Moor points to corporations that plaster entire subway cars and buses with their ads. It is a strategy directly lifted from graffiti artists, a move that is tolerated even though the public has no say in how these images confront them.

 

"Rather than having a conversation about who made that decision," says Moor, recalling Peduto's labeling of some taggers as sick, "we talk about graffiti being a pathological problem."

 

Nick Kyriazi, president of North Side's East Allegheny Community Council, says there's no distinction between graffiti and vandalism and doesn't approve of it anywhere, not even the miles-long display of larger-than-life sized portraits (burners) along the East Busway path that makes that bus ride more pleasant for some.

 

"It is painful to look at," says Kyriazi. "I try to look away, but if you look inside the bus, the markings there are just as painful. It hurts every time I look at graffiti. I can not suffer anymore."

To eradicate graffiti, a "freelance brigade" of deputized citizens should be formed to patrol and levy fines on those caught red-handed, he says. Although jailing them would go against Kyriazi's libertarian principles, he adds, they should "suffer" through fines of up to $500. 

 

In other cities across America where graffiti is deemed a problem, community activists have spoken out against policies they felt criminalized urban youth. But states have enacted similar penalties to Kyriazi's proposal. California's Proposition 21 in 2000, for instance, made any act of vandalism resulting in more than $400 worth of damage a felony, with the possibility of three years' jail time.

 

But graffiti complaints from the public may actually be on the decline. According to Pennsylvania Uniform Crime Reporting System statistics, fewer vandalism crimes were reported in 2004 (24,056, of which 236 were unfounded complaints) than any other year since 2000 (26,374, 323 unfounded). At least a third of those arrested for vandalism in Pittsburgh since 2000 have been juveniles, including 234 kids under age 10.

 

In McKees Rocks, Mayor John Muhr has issued ordinances and assembled task forces to see that no wall-art goes up without his review. Just a few weeks ago, Muhr ordered city workers to paint over a mural by Homewood residents Kyle Holbrook and Maurice Solomon on the side of a newly opened nail shop.
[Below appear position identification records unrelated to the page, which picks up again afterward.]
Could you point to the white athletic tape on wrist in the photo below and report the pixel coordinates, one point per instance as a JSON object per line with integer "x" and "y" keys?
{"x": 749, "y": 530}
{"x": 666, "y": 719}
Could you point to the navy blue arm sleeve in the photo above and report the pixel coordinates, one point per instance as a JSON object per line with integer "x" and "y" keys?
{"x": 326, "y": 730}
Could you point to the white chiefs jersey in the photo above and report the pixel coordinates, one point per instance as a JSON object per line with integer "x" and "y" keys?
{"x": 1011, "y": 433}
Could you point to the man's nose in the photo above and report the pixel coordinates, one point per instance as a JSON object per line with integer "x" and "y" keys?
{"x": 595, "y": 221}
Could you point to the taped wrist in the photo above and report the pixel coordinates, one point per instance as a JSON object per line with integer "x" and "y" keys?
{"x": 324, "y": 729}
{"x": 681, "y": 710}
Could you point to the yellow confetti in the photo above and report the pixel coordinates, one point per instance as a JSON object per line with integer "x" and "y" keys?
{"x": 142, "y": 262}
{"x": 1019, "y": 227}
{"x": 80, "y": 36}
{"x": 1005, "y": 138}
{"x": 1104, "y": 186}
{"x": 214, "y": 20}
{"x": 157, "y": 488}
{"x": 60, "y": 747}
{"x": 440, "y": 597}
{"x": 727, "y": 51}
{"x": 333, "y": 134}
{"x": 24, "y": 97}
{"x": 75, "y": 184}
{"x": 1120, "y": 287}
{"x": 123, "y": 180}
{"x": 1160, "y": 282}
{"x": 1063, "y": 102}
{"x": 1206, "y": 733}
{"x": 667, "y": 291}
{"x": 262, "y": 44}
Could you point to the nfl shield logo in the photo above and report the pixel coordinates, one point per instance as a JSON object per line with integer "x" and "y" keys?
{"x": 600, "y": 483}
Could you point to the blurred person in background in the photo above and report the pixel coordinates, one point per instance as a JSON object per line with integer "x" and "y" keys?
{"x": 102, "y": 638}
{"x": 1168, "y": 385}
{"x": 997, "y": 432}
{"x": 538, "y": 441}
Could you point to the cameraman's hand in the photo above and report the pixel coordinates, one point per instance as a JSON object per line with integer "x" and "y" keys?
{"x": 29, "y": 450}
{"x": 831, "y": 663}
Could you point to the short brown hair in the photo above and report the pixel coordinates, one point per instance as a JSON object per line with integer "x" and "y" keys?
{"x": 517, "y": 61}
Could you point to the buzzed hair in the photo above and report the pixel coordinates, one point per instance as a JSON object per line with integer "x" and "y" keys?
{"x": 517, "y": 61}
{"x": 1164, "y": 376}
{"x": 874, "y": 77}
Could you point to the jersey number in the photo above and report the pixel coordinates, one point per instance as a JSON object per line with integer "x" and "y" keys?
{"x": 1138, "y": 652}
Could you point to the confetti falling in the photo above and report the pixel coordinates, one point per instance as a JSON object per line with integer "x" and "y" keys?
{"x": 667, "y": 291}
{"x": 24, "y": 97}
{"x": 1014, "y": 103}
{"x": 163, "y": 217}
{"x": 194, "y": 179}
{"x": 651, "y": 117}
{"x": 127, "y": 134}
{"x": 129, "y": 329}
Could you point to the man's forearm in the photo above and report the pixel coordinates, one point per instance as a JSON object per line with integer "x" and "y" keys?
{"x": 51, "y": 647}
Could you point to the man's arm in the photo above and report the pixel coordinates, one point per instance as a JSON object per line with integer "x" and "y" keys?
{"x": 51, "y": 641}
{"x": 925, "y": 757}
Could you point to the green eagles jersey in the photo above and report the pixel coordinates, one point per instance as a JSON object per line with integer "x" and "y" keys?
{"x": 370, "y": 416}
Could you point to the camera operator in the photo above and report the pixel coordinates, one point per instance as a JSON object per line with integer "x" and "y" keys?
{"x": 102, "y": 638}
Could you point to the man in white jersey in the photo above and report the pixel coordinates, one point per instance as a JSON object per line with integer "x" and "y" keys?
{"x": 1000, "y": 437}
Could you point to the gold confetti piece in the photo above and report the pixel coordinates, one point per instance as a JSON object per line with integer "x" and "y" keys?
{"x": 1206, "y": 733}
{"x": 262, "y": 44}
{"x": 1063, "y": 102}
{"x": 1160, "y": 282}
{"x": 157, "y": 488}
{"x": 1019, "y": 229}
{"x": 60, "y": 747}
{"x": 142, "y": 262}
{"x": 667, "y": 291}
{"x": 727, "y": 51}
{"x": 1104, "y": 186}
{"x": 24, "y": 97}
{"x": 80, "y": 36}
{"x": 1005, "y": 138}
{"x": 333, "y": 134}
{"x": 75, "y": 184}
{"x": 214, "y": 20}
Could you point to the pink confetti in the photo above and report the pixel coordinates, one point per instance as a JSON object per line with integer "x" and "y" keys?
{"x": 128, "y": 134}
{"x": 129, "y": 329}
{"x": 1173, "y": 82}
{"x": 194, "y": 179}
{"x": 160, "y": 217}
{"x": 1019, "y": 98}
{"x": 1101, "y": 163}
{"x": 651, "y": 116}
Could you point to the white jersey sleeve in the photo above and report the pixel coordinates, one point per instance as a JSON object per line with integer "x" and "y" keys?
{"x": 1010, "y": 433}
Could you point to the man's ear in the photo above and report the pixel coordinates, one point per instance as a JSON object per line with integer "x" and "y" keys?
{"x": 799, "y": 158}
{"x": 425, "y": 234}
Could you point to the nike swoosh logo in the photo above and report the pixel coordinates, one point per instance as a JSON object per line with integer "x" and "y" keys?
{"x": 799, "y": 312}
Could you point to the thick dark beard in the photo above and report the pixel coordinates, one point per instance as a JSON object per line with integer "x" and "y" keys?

The colorful design, completed with the aid of local children, featured pictures of McKees Rocks kids, including 4-year-old DeAvery Lyons, who was hit by a car and killed in April.

 

It was Holbrook's second mural covered up in McKees Rocks. In each case, he had the permission of the business owner and was paid to do them. The first mural, painted in January, was commissioned by a county agency to send an anti-smoking message. It adorned the wall of a printing company and was then blocked by trees placed by owners of a neighboring funeral home who felt the "loud colors" offended their customers. (See news briefs, Jan. 27, "McKees Rocks Can't See Mural for Trees.") Muhr said publicly he didn't approve of this mural, either.

 

While Muhr is up for re-election, wall-art won't be an issue, since he's running unopposed.

 

Some of Peduto's supporters have their own graffiti solution. Justin Strong, owner of the arts community magnet Shadow Lounge in East Liberty (and a Black Professionals for Peduto member) says he's grown more conservative in his thinking since becoming a business proprietor.

 

"You cross the line when you hit our bathrooms and we end up paying for it," he says of graffiti writers. "But if you give them space in the city then we can do this without prosecuting and they don't have to do it illegally. You have to give them some ownership."

 

Concludes Mosley, of the Peduto campaign, about his candidate's anti-graffiti stand: "[Peduto] sees it as an economic development tool to bring people back to the city ... it's not a wholesale indictment of the art form. We can't advocate for the illegal posting of tags on people's walls, but we do need to find safe, legal ways for people to put up their work because it can be inspirational."